Feast of St Herman of Alaska
Spiritual Friendship by Aelred of Reivaulx
BORN TO an influential clerical family in Northumbria, Aelred was educated in Latin and the Classics at the court of the King of Scots. The great influence of Cicero's On Friendship led Aelred, after his conversion to Christianity, to wonder what treasures on this subject might be in Holy Scripture and the writings of the Fathers. He found that King David spoke eloquently of his grief at the death of Jonathan, and Solomon, perhaps impressed by his father's kindness to Jonathan's descendants, wrote, “A friend loveth at all times,” and, “Do not forsake your friend or the friend of your father.” The result of his appreciation for the ancient philosophers, his love for Christ and the dearness of good friends led him to write Spiritual Friendship for the edification of his fellow monks.
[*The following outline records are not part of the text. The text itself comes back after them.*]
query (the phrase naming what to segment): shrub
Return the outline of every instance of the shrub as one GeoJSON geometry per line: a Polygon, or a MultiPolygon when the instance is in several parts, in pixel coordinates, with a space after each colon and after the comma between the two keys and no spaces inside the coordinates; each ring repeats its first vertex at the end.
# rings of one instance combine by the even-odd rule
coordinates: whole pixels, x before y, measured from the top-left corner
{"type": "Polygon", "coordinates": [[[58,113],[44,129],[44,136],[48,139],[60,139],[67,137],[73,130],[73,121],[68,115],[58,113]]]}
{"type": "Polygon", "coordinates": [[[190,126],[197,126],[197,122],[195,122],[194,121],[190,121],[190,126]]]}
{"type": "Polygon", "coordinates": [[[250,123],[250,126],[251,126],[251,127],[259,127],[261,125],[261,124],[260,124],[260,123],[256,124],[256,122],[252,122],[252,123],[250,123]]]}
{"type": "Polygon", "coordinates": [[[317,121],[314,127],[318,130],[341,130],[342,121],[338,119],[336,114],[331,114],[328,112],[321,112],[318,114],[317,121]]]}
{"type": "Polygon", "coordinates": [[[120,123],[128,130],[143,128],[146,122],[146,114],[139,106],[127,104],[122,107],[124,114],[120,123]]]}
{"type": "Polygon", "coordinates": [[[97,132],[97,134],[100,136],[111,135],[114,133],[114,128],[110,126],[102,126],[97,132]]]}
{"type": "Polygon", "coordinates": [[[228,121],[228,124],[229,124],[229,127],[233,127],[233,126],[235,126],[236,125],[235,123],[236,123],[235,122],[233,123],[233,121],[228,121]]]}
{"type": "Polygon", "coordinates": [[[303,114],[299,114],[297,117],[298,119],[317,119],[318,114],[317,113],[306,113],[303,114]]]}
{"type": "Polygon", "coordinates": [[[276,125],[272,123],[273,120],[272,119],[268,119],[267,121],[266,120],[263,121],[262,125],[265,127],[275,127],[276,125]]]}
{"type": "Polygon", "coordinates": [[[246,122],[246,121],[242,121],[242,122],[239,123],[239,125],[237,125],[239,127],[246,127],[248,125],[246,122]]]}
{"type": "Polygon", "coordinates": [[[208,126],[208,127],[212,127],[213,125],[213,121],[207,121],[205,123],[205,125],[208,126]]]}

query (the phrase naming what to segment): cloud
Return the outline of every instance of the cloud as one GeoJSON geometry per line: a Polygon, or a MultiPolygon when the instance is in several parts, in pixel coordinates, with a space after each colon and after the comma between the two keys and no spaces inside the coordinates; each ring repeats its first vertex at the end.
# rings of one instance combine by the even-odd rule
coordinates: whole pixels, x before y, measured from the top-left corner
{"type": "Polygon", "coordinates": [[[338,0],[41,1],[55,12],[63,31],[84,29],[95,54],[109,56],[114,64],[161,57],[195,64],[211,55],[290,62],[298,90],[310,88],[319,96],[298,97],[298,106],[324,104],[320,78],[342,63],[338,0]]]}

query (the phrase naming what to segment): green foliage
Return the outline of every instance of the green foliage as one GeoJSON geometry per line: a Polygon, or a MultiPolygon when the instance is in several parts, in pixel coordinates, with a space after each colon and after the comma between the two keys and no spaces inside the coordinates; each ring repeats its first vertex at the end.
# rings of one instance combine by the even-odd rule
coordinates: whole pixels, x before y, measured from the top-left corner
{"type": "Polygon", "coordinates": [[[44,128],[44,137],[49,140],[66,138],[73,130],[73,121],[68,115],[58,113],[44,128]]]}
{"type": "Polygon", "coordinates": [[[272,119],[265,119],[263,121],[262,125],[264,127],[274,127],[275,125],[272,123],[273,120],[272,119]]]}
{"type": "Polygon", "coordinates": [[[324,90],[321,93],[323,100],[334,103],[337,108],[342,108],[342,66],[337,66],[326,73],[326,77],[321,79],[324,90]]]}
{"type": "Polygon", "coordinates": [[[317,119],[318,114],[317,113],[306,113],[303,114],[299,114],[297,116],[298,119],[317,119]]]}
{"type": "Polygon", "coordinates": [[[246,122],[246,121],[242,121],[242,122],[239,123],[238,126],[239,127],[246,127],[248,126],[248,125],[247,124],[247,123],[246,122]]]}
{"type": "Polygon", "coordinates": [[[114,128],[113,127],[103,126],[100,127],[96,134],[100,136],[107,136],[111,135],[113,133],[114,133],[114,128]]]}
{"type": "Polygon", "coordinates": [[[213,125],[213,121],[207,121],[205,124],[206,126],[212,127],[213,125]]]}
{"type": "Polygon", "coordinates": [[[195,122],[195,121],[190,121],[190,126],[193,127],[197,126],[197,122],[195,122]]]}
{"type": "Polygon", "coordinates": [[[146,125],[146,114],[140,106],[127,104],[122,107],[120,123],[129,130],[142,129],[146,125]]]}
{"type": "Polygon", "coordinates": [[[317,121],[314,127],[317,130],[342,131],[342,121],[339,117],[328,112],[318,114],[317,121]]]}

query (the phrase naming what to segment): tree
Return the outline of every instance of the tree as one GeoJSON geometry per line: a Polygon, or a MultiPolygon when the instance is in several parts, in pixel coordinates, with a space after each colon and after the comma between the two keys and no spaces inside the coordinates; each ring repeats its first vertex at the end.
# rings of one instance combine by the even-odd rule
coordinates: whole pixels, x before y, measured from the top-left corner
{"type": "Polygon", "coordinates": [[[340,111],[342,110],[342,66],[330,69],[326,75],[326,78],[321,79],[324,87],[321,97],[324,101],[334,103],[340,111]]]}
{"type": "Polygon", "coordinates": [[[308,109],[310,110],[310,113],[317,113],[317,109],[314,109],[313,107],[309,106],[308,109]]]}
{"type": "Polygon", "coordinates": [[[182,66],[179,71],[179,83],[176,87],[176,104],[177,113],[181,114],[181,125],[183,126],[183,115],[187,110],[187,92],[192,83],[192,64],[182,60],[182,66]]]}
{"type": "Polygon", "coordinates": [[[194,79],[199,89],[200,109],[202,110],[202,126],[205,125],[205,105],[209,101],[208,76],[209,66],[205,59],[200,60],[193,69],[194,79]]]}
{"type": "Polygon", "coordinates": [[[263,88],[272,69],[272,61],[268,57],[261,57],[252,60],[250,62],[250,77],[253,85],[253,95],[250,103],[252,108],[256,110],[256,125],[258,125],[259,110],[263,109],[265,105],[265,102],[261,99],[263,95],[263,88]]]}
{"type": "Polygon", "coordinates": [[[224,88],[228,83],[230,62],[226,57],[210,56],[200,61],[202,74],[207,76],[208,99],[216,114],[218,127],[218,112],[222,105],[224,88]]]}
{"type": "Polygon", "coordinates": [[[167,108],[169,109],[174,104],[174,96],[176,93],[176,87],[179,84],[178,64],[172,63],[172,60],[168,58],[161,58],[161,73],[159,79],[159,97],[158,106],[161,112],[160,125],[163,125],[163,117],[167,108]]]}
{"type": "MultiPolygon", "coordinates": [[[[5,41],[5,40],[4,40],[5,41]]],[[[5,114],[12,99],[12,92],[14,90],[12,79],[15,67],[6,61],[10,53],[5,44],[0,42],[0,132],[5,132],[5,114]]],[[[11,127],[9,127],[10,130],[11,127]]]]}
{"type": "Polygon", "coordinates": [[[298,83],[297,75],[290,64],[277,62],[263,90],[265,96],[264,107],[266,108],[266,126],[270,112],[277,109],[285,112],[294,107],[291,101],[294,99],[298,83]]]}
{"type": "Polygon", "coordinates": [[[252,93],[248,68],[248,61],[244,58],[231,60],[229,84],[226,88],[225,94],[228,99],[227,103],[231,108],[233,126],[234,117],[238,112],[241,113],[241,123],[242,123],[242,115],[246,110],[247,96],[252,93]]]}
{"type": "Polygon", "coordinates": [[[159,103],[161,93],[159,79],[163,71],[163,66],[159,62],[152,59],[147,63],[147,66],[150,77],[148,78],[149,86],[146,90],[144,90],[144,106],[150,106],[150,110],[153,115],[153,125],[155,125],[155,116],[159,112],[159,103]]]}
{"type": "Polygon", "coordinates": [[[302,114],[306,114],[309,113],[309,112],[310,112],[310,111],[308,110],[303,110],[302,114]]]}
Douglass Roby’s introduction helps us see this work in its proper setting: the unique confluence of feudal culture, Catholic reform, and Cistercian monasticism of twelfth-century Britain. But Aelred’s insights into the benefits and dangers of intimate friendships are not bound by history. In the style of Plato’s dialogues, the reader “overhears” two monks’ philosophical reflections on the role of friendship in leading them to Christ, the Eternal Friend.